Sur le tapis vert de ma vie, je n’abattrai pas mon jeu.
J’abattrai mon père.
Impair.
Impair manque et passe.
J’y remplirai mon escarcelle à miser sur sa grève de sentiments. Le père absent, celui que l’on cherche, celui qui fout le camp.
Je l’ai tant cherché. Sur ce tapis vert, j’ai beaucoup misé. J’ai mis trop de constance à tenter de me faire aimer.

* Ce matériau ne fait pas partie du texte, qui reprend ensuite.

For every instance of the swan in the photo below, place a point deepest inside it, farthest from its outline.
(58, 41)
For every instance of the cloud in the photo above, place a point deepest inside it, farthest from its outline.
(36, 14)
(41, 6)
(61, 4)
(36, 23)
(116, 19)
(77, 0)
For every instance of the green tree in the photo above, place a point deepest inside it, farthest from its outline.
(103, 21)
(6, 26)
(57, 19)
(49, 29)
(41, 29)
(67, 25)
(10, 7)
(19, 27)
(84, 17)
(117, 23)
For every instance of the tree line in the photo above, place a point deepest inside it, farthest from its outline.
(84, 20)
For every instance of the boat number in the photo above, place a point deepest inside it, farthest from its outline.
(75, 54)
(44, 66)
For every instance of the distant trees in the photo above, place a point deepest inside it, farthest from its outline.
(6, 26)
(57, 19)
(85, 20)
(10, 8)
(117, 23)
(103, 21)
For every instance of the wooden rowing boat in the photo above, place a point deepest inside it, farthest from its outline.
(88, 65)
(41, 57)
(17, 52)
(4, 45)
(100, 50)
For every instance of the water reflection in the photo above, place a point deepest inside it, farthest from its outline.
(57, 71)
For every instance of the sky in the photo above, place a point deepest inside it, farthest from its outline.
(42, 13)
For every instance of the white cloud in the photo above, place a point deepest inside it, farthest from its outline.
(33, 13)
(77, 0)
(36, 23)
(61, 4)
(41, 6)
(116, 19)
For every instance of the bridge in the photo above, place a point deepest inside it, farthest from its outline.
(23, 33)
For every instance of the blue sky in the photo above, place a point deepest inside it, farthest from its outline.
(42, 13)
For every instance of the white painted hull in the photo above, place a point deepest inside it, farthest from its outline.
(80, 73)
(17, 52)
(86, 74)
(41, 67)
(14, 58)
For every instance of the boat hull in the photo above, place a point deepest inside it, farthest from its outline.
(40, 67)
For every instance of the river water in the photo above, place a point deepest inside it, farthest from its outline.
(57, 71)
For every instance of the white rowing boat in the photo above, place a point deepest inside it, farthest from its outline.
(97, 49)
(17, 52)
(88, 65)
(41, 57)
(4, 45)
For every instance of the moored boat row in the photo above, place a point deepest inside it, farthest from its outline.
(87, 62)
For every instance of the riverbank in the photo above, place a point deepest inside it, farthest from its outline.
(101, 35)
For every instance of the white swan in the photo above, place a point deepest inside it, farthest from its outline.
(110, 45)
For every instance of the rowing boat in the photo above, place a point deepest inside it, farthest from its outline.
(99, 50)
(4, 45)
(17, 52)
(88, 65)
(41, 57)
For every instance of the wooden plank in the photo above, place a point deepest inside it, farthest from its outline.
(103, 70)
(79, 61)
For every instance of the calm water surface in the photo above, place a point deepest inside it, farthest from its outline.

De sérénades en jérémiades, je n’ai jamais fait mouche. De la petite enfance à l’adolescence, j’ai misé toute ma tendresse.
Colliers de perles et lettres tendres, friandises et poèmes enfantins, n’ont pu estomper son indifférence.
Même notre géographie nous séparait, nous ne partagions même pas le même solstice.
Plus tard, ayant tout perdu et, comme une droguée des salles aux néons, pensant me refaire à chaque fois, j’ai misé toute mon âme.
L’enfant méprisée, piètre lutine, pauvre petit être meurtrie et égarée, s’est construite sur ce maigre canevas.
Et pourtant.
Aujourd’hui je suis une femme et en moi brûle un feu que le maigre fagot paternel originel n’a pas attisé.
J’ai joué, j’ai misé. Souvent j’ai perdu.
Forcément. L’impair est amer.
Que n’ai-je compris plus tôt que le tapis vert de ma vie était ailleurs ?
Car si un père manque et passe, la mère aime et reste. En tout cas la mienne.
Aujourd’hui enfin je sais que si à la roulette un chiffre je misais, ce serait une erreur d’algèbre : Impair, ce zéro.